Le gouvernement birman ne pouvait plus ignorer les multiples accusations de persécution de la minorité Rohingya dont il est la cible depuis plusieurs mois. Encore moins quand lesdites accusations émanent de l’Organisation des Nations Unies (ONU). Soit. Tout en refusant l’accès de leur territoire aux représentants onusiens, les autorités birmanes ont donc décidé de constituer une commission d’enquête nationale pour investiguer les cas de violence dans l’Etat Rakhine, au nord-ouest du pays, qui abrite la communauté musulmane Rohingya. Une vague de représailles aveugles avait été déclenchée en octobre 2016, suite à l’attaque supposée de postes de police frontaliers birmans par des membres de la minorité religieuse. Résultat de ce déferlement de violences : plus de 70 000 Rohingya ont fui leur foyer et leur région pour se réfugier au Bangladesh voisin. Non seulement intense, l’offensive des autorités birmanes s’est prolongée plusieurs mois, ce qui a obligé les Nations Unies à sortir de leur léthargie pour dénoncer, sur la base d’un rapport publié en février dernier, un possible « nettoyage ethnique » et, « très probablement », des crimes contre l’Humanité. Il y a quelques jours par exemple, un père rohingya et ses deux fils auraient été brutalement battus et décapités par des extrémistes bouddhistes dans la commune de Rathedaung.

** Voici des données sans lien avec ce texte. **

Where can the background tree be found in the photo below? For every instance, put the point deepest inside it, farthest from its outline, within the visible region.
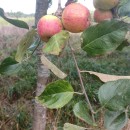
(39, 111)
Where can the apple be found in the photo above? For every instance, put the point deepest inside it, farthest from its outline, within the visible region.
(105, 4)
(101, 15)
(48, 26)
(75, 18)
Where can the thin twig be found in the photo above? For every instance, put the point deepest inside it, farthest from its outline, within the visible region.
(82, 85)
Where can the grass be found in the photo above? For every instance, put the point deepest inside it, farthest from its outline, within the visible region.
(116, 63)
(17, 92)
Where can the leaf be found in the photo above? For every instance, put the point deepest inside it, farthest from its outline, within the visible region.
(9, 67)
(81, 111)
(115, 120)
(56, 43)
(104, 37)
(24, 44)
(56, 94)
(52, 67)
(122, 45)
(15, 22)
(107, 77)
(34, 45)
(68, 126)
(124, 8)
(115, 95)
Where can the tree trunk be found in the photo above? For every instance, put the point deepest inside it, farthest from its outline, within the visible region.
(39, 121)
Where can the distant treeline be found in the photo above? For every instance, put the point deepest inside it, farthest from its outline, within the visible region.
(18, 14)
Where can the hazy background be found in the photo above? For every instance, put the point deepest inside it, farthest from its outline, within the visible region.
(28, 6)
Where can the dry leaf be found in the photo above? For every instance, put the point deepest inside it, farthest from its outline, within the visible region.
(52, 67)
(106, 77)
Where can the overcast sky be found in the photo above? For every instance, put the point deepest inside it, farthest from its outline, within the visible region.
(28, 6)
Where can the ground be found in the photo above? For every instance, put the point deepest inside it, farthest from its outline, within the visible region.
(17, 92)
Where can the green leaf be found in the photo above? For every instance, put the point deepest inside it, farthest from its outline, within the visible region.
(1, 12)
(24, 44)
(104, 37)
(115, 120)
(56, 95)
(9, 67)
(123, 9)
(81, 111)
(15, 22)
(115, 95)
(122, 45)
(53, 68)
(68, 126)
(56, 43)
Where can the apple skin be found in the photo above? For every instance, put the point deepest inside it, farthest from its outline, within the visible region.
(48, 26)
(101, 15)
(75, 18)
(105, 4)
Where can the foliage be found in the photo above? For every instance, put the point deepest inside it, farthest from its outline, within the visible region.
(98, 40)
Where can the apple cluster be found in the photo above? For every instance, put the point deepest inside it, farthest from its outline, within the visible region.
(75, 18)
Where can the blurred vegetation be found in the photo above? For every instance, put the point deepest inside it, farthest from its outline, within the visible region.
(117, 63)
(18, 91)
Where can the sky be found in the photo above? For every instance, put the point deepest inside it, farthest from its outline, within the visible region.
(28, 6)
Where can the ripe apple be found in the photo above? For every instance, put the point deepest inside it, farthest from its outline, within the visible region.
(48, 26)
(101, 15)
(75, 18)
(105, 4)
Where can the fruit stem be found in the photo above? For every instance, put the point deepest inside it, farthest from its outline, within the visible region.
(81, 82)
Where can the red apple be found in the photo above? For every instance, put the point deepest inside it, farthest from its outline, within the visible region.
(101, 15)
(75, 18)
(48, 26)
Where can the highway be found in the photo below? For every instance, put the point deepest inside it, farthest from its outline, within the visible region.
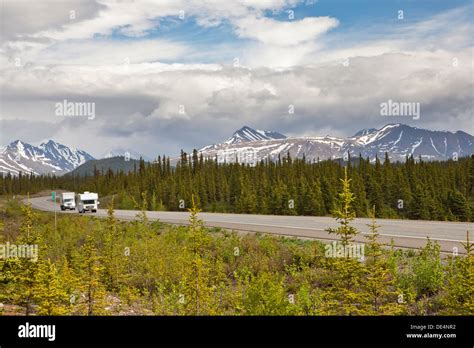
(405, 233)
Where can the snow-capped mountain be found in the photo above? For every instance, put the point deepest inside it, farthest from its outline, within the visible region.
(246, 134)
(398, 140)
(119, 152)
(47, 158)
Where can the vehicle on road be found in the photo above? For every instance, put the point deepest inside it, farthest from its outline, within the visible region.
(87, 201)
(66, 201)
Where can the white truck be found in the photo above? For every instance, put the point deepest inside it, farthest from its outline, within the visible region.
(66, 201)
(87, 201)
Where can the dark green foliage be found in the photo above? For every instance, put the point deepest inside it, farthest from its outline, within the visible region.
(428, 190)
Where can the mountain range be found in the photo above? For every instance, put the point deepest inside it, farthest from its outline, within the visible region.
(47, 158)
(251, 145)
(398, 140)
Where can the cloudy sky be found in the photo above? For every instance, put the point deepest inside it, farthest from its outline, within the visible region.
(170, 74)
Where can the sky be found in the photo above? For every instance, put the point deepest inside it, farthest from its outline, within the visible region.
(166, 75)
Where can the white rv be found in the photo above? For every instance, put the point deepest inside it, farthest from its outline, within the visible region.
(87, 201)
(66, 201)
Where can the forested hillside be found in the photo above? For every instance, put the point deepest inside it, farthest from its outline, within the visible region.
(414, 189)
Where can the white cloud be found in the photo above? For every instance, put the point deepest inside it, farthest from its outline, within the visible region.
(138, 105)
(287, 33)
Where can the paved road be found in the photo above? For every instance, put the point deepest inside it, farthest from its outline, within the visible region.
(405, 233)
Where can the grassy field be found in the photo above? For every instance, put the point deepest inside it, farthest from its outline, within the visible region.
(90, 266)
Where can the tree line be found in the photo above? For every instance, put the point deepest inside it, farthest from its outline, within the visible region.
(414, 189)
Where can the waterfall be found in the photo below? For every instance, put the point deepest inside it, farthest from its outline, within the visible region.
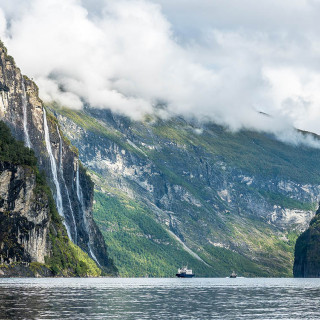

#Burma – A Rohingya Muslim father and his two sons were brutally beaten and decapitated by Buddhist extremists in Rathedaung. pic.twitter.com/emmctq4mm4
— DOAM (@doamuslims) August 4, 2017
Tout au plus des « actions excessives »
Face à ces accusations officielles, le gouvernement dirigé par la Prix Nobel 1991 Aung San Suu Kyi a néanmoins opposé une fin de non-recevoir à la proposition de l’ONU d’envoyer une mission d’enquête sur les abus endurés par les Rohingya. En lieu et place, l’Etat birman a formé sa propre commission interne. Logiquement imparable… Et les conclusions de cette commission ont donc été diffusés ce dimanche. Sans surprise, les auteurs affirment n’avoir rencontré aucune preuve selon laquelle les forces de sécurité se seraient rendus coupables d’une campagne systématique de violences, d’assassinats et d’incendies volontaires. Seule concession ayant filtré dudit rapport : de possibles « actions excessives » qui auraient pu être menées par des membres des forces armées « de rang subalterne »… Mais « des incidents [violents] paraissent avoir été inventés (…) et d’autres ne renferment que peu de preuves pour être vérifiés », conclut le rapport. Aucune mention n’a donc été faite des cas systématiques de torture, de viols, d’incendies de maisons, de meurtres collectifs qui ont frappé cette minorité traditionnellement méprisée par la majorité bouddhiste. Selon la commission nationale, « aucun acte de ce genre n’a été découvert », les conclusions de l’ONU se caractérisant en outre, selon les Birmans, par un « manque d’équilibre » et par « l’ignorance des attaques de militants Rohingya ».